Predictions, longshots and safe bets?

On campus … For the foreseeable future, Kirstjen’s days of Coyote ugly and gender-bending are over. Therefore. On campus … No more Parts, barbwire garters, and plaintive makeup, for the duration. And, as for corporal mortification on campus in the privacy of Mary’s apartment, regardless of what Ancient Mai said earlier, this is Dean Carter’s domain, and Dean Carter will more than likely forbade Kirstjen to do so while on the premises.

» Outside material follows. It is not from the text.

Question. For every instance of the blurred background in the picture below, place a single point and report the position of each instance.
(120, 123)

There’s something else, though. Something very dowdy, irrespective of brand. A research librarian should always look the part, by Dean Carter’s way of thinking. Therefore, while on campus, in her capacity as a research librarian who is also a faculty member, Kirstjen’s template will be a Marion Crane exercising only one option, that option being eyeglasses. Ergo, no more of her doing a Sarah Palin, or anything else for that matter, when she’s a school booker. This suits Kirstjen just fine. When she isn’t doing her beloved Number 3, her second choice is a Crane anyways. Of course, given a choice, she chooses thicks for her eyeglasses, so it’s thick-readers with her Marion Crane, which renders her less attractive, but not Coyote ugly, and thus adhering to Dean Carter’s edict but sidestepping the “expectations” [of Dean Carter and the school] of her wearing thin Glasses.

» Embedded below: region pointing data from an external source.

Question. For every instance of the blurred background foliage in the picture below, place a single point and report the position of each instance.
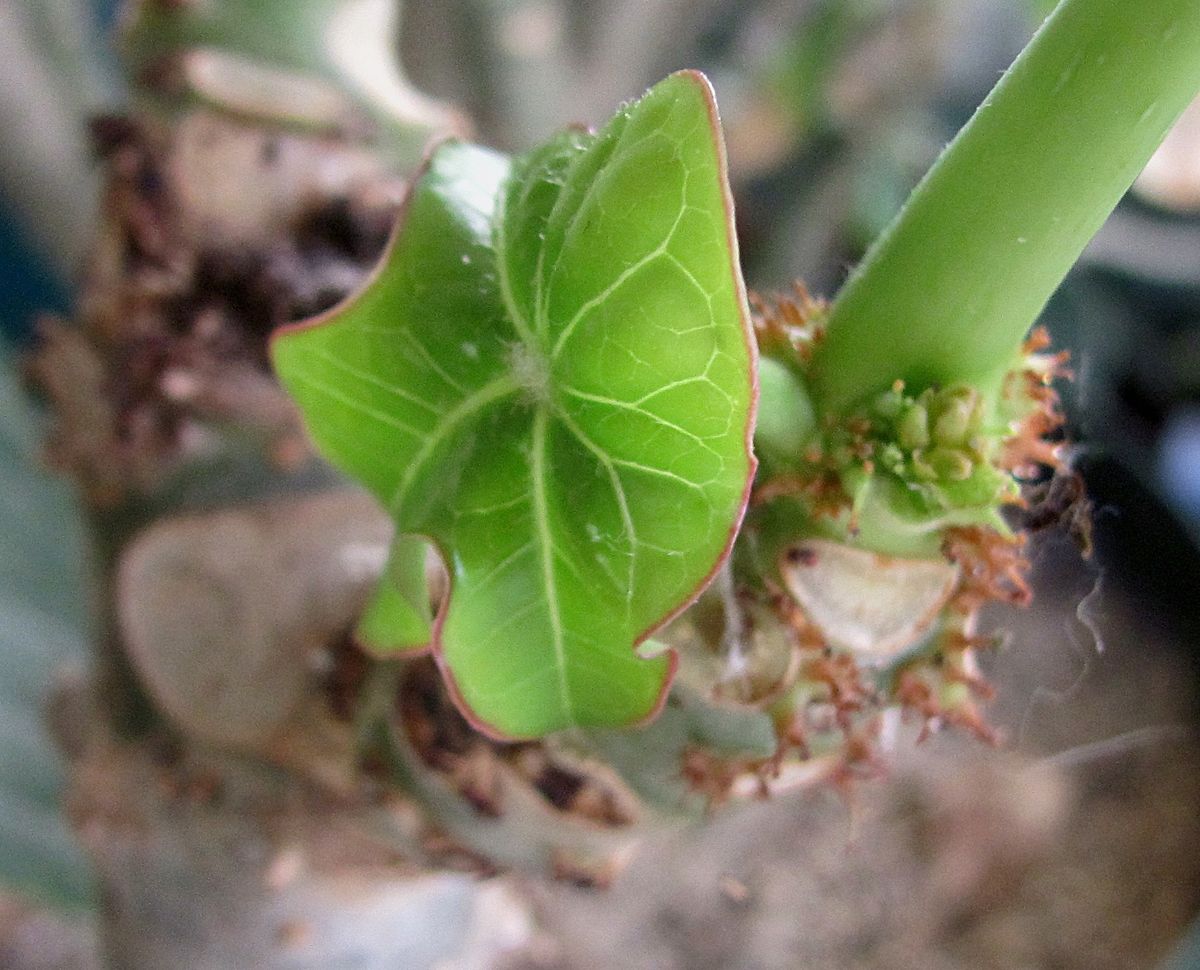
(833, 109)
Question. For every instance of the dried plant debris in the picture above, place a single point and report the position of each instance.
(181, 294)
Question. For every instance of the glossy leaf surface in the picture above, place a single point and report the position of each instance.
(551, 377)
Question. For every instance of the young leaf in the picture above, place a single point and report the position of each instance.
(551, 378)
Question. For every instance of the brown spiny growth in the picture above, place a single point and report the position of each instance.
(793, 322)
(709, 776)
(1060, 502)
(994, 567)
(819, 485)
(841, 677)
(1030, 447)
(821, 490)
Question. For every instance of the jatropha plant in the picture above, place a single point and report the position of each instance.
(654, 543)
(551, 383)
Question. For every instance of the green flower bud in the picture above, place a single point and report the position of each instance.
(951, 463)
(912, 429)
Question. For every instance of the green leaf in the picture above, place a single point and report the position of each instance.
(551, 378)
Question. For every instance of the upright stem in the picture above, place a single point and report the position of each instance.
(952, 286)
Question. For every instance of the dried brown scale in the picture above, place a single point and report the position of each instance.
(173, 324)
(994, 568)
(472, 762)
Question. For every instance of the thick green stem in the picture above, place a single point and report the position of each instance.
(947, 293)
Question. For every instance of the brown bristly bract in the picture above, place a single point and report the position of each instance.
(795, 322)
(994, 567)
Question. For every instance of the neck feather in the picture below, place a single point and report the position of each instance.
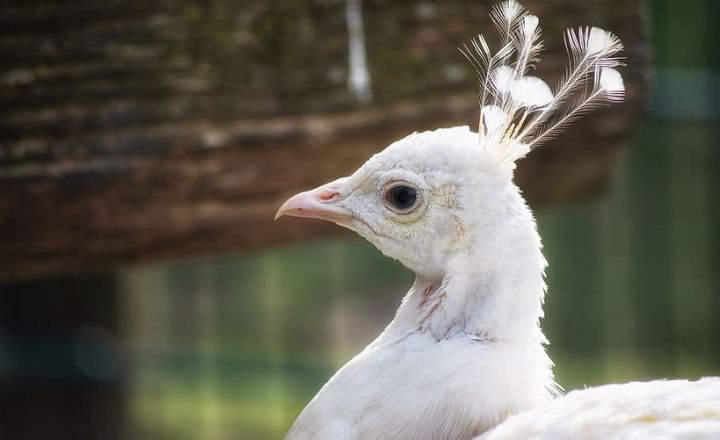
(492, 289)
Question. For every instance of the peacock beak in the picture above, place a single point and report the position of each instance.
(319, 203)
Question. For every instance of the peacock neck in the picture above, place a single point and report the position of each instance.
(492, 288)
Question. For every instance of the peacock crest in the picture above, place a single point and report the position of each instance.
(518, 111)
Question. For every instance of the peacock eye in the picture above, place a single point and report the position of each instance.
(401, 197)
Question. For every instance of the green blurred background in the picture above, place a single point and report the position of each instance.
(234, 347)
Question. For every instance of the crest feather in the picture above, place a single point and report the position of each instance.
(518, 111)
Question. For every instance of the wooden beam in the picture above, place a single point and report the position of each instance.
(138, 132)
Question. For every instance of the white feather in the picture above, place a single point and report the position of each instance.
(530, 25)
(675, 409)
(503, 79)
(612, 83)
(493, 118)
(531, 91)
(600, 41)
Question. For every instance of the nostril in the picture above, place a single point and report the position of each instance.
(328, 196)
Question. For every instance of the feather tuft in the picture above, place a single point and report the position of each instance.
(612, 83)
(518, 111)
(531, 91)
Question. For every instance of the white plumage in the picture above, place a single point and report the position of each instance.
(465, 349)
(659, 410)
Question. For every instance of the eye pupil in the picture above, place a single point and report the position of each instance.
(402, 197)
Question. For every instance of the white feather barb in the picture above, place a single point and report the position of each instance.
(518, 111)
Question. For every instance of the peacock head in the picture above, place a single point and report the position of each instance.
(416, 201)
(429, 196)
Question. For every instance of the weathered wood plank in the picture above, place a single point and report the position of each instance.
(143, 131)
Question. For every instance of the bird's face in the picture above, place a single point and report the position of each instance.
(417, 201)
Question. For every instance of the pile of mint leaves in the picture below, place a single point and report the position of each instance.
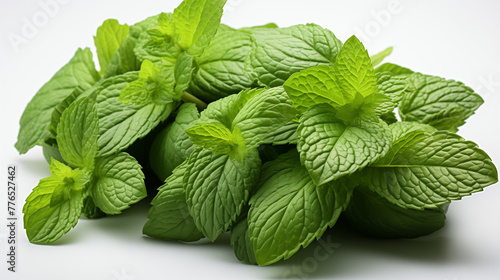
(269, 133)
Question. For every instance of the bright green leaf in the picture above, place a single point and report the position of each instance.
(172, 146)
(55, 204)
(426, 170)
(289, 210)
(330, 149)
(217, 187)
(218, 138)
(265, 113)
(59, 109)
(37, 116)
(121, 124)
(376, 59)
(435, 98)
(280, 52)
(155, 85)
(169, 216)
(221, 69)
(183, 74)
(240, 240)
(118, 183)
(77, 133)
(108, 40)
(373, 215)
(196, 22)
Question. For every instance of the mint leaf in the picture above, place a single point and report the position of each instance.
(218, 138)
(169, 216)
(280, 52)
(59, 109)
(330, 149)
(394, 88)
(183, 73)
(373, 215)
(77, 133)
(121, 124)
(393, 69)
(37, 115)
(240, 240)
(196, 22)
(124, 59)
(118, 183)
(55, 204)
(289, 210)
(166, 27)
(353, 69)
(376, 59)
(427, 170)
(314, 86)
(172, 146)
(108, 40)
(434, 98)
(90, 211)
(352, 74)
(51, 150)
(221, 68)
(155, 85)
(217, 187)
(265, 113)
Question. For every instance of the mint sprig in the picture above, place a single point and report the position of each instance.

Unlike thin-readers. Thick-readers are in the style of thicks. Therefore, lined trifocals with extremely thick eyeglass lenses. Smart-eyeglasses, with 0S4P Burgundy Black Transparent eyeglass frames—i.e., those same, severe, unbecoming, 1950’s frames worn by the dominatrix librarian magician Alice Quinn character as portrayed by actress Olivia Taylor Dudley, star of SyFy Channel’s “The Magicians”.  A Miles Kimball beaded eyeglass chain is attached at the temples of the smart glasses. And, crystal clear & white nibblet eyeglass chain holders—Artisan—in place of the holders that normally come with the Miles Kimball. Resulting in vintage smart-eyeglass chain and holders.

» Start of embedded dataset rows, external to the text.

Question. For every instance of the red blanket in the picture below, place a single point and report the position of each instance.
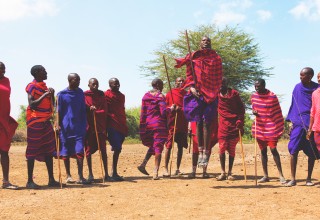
(207, 65)
(182, 123)
(116, 111)
(7, 124)
(98, 100)
(231, 110)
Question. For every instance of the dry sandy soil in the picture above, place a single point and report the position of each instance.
(140, 197)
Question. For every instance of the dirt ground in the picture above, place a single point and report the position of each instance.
(140, 197)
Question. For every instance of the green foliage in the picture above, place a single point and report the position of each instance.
(133, 121)
(22, 119)
(242, 62)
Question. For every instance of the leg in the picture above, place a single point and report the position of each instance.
(105, 166)
(30, 183)
(200, 136)
(115, 175)
(311, 161)
(142, 166)
(157, 161)
(49, 164)
(179, 158)
(264, 161)
(89, 162)
(222, 176)
(166, 161)
(5, 165)
(293, 164)
(277, 160)
(195, 157)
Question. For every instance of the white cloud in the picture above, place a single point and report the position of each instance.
(17, 9)
(309, 9)
(231, 12)
(264, 15)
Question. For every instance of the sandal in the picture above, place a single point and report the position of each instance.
(263, 180)
(291, 183)
(142, 169)
(32, 185)
(70, 180)
(221, 177)
(192, 175)
(8, 185)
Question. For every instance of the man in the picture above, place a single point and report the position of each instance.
(41, 143)
(204, 85)
(72, 125)
(195, 147)
(299, 116)
(153, 125)
(116, 123)
(270, 125)
(96, 105)
(8, 127)
(175, 96)
(231, 120)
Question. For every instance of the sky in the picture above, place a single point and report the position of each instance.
(104, 39)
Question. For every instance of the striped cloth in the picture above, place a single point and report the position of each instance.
(153, 121)
(116, 111)
(207, 66)
(41, 141)
(7, 124)
(40, 135)
(43, 111)
(270, 122)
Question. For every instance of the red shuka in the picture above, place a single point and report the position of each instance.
(207, 66)
(231, 110)
(182, 123)
(116, 111)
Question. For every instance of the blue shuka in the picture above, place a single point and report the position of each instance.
(72, 121)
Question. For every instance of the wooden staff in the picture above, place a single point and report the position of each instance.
(255, 150)
(98, 142)
(56, 135)
(175, 117)
(242, 154)
(192, 69)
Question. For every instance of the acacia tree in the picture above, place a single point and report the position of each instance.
(241, 59)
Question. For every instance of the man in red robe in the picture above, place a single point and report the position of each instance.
(96, 105)
(175, 96)
(231, 120)
(7, 127)
(116, 123)
(200, 104)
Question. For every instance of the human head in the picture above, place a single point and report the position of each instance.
(205, 43)
(157, 84)
(2, 69)
(260, 85)
(114, 84)
(93, 84)
(39, 73)
(74, 81)
(224, 85)
(179, 82)
(306, 75)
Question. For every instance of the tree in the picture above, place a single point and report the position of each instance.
(242, 62)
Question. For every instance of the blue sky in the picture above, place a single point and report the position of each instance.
(104, 39)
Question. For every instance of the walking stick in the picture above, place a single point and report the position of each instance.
(242, 154)
(255, 150)
(56, 135)
(175, 117)
(98, 142)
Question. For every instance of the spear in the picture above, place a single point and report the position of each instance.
(175, 118)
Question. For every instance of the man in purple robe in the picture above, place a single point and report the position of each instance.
(299, 116)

It’s expected that Kirstjen will cheat, from time to time on campus, and also wear Parts to go her preferred bi-gender along with her Crane. And, if she’s very lucky, she’ll get punished for her transgression by the school’s infamous disciplinarian Mrs. Gretchen Corey Carson III. Mrs. Carson is the former-wife of the screen legend, actress Hedy Lamarr.